Tuesday, November 9, 2010

Thoughts on Religion

I have been thinking about religion lately. Mostly it is because my sister and her husband and their two grown daughters are always writing about God and Jesus on their Facebook page. I am not religious, but I am curious about religion.

Once on the phone, my sister mentioned some health problems she had, none of which I would wish on anyone. But then she said when she dies and goes to Heaven she expected God to give her a new healthy body. She really believes this.

I think it would be very comforting if I could believe that after I die, I will go to a happy place where I would live forever. Unfortunately I have no belief in any such thing, any more than I believe in the tooth fairy or Santa Claus. And I wonder how anyone could possibly believe in such a thing. But polls show that millions of people believe in Heaven and Hell. It makes no sense to me.

I am not absolutely sure there is no God. I am about 90 percent sure that God does not exist. I tend to think the universe came about as a result of implacable and immutable forces of nature that we do not fully understand. The Big Bang apparently began with a tiny bit of something smaller than a pinhead. But I don't think God had anything to do with it. I tend not to believe in God for several reasons.

First of all, the universe is logical, orderly, and capable of being mathematically analyzed. Explanations for God are not at all logical. Science depends on careful examination and analysis. Religion depends of faith. Religious people tell us God's behavior cannot be explained, while science continues to discover precisely how nature works according to universal laws.

I think religion serves three main purposes for people. First, churches, synagogues, mosques and other religious gathering places serve a social purpose. People are social creatures and they like being around people who share their values. I also think God or gods were invented to explain mysteries. The Greeks and Romans had gods of weather and love and thunder and the passage of the sun from morning to night and all sorts of mysteries of nature. Bit by bit over the centuries, science has unraveled much of what religion once explained. Finally, I think religion, especially Christianity and Islam which preach Heaven or Paradise offers hope to those who fear death. Hindus believe in reincarnation. Some Jews believe in an afterlife. The whole idea of afterlife was central to AD Egyptians. It appears that Christianity borrowed that idea and ran with it.

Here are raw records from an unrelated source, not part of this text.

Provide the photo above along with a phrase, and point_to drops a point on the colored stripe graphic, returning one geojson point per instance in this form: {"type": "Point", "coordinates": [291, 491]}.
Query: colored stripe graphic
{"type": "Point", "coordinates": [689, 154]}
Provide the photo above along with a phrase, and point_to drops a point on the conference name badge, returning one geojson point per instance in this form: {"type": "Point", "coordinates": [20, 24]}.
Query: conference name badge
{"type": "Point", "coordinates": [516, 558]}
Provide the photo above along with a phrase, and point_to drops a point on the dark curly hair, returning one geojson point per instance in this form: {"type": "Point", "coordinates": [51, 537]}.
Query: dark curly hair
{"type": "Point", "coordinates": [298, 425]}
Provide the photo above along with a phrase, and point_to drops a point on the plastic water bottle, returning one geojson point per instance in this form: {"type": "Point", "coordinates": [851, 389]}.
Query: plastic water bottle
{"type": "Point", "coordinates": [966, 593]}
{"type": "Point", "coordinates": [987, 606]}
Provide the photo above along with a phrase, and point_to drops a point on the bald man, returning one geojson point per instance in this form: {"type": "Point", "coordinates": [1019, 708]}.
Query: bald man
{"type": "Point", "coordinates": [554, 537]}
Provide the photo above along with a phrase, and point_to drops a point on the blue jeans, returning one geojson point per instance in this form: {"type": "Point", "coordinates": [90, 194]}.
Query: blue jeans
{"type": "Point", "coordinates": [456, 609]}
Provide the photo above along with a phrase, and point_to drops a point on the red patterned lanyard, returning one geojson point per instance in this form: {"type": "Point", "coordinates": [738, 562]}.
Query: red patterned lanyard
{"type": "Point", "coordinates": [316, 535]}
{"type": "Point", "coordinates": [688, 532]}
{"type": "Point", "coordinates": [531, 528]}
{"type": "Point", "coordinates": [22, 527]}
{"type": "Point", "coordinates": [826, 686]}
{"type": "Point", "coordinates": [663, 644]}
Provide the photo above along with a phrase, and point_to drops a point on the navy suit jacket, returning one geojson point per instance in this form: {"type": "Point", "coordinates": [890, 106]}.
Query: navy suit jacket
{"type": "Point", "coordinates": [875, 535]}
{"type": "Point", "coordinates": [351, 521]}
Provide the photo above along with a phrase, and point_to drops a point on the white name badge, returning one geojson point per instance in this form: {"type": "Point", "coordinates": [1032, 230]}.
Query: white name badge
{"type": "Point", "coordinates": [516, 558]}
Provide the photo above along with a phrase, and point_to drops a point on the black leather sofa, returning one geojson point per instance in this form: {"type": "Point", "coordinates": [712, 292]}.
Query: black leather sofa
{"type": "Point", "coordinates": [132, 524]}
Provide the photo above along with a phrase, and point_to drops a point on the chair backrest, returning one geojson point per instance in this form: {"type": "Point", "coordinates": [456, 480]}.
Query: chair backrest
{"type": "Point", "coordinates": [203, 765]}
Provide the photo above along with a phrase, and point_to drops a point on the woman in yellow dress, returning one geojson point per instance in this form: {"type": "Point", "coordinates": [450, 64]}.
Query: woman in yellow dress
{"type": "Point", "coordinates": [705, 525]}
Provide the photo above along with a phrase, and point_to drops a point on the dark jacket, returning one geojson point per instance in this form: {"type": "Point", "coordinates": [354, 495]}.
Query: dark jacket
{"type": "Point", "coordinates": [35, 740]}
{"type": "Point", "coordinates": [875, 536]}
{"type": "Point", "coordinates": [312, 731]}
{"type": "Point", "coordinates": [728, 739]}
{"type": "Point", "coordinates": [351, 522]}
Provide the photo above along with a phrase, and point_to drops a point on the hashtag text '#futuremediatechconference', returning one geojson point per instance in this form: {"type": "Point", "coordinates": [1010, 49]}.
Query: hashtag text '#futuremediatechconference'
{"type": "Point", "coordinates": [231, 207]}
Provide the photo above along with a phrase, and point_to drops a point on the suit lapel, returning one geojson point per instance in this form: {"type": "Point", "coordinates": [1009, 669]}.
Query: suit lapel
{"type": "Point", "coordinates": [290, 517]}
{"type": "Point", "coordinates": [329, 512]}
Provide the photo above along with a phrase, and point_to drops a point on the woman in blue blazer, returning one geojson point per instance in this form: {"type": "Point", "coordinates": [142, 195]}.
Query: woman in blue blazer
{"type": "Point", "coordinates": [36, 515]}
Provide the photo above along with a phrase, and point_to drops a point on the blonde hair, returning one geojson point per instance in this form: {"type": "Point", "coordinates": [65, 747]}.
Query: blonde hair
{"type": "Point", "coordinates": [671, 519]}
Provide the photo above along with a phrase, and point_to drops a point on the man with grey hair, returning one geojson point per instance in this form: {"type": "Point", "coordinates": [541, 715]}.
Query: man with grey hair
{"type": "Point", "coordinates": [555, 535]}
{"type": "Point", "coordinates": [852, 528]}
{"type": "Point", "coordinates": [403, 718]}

Seems to me there are a lot of problems with the idea of Heaven and Hell. First of all, why would a loving God invent a place of eternal torture? The only answer that makes any kind of sense is that God is not at all loving, but vengeful. There's a frightening thought, a vengeful and all-powerful God. But that doesn't square with the idea of Jesus Christ, the Prince of Peace and Love. So there's a contradiction.

And then there's Heaven, where people (who accepted Christ as their Lord and Savior) go to spend eternity in blissful happiness, forever and forever and forever. Sounds crushingly dull after a few hundred years. Happy Happy Happy. And what if you go to Heaven but your loving husband or wife or kids who never quite accepted Jesus Christ as their Lord and Savior, are not allowed into heaven, but sent straight to Hell. Are you still going to be Happy Happy Happy forever and forever knowing that your loved ones are consigned to a place of eternal torture?

And then what about all the people who were born and died before Christ, so never got the chance to accept him as their Lord and Savior? Straight to Hell, I guess. And all the Jews and Hindus and Muslims who don't accept Christ. Straight to Hell. Doesn't make sense.

Christianity doesn't make sense. I don't know much about any of the other religions, but it seems to me belief in an Imaginary Man in the Sky is ridiculous. My sister recently had an auto accident. She and her husband were hurt but not too badly. One of her daughters thanked God that they were not killed. I wondered if God was responsible for saving them from death just then, why couldn't God have prevented the accident in the first place. The answer was that God Works in Mysterious Ways, it is not for us to understand. This lets God off the hook, seems to me. God as an irresponsible teenager.

Actually, I wish I COULD believe in religion. It comforts those who do believe. It works for them. Apparently makes them happy. At least it works for those who really follow the best aspects of their religion, the parts about peace and loving your neighbor. Problem is, a lot of religious people seem to be vengeful and judgmental and selfish. And then there are the Catholic priests who have molested children. The worst kinds of people are those who use religion for their own selfish purposes. Or the hypocrites, who pretend to be religious but act quite in opposition to their own stated religious beliefs.

There are many people doing good in the name of their religion and their God. To me, this is the best face of religion. But I think God never created man. Man created God. So religion is not a divine and holy thing. It is just a flawed human institution, embodying good and bad, like the people who invented it.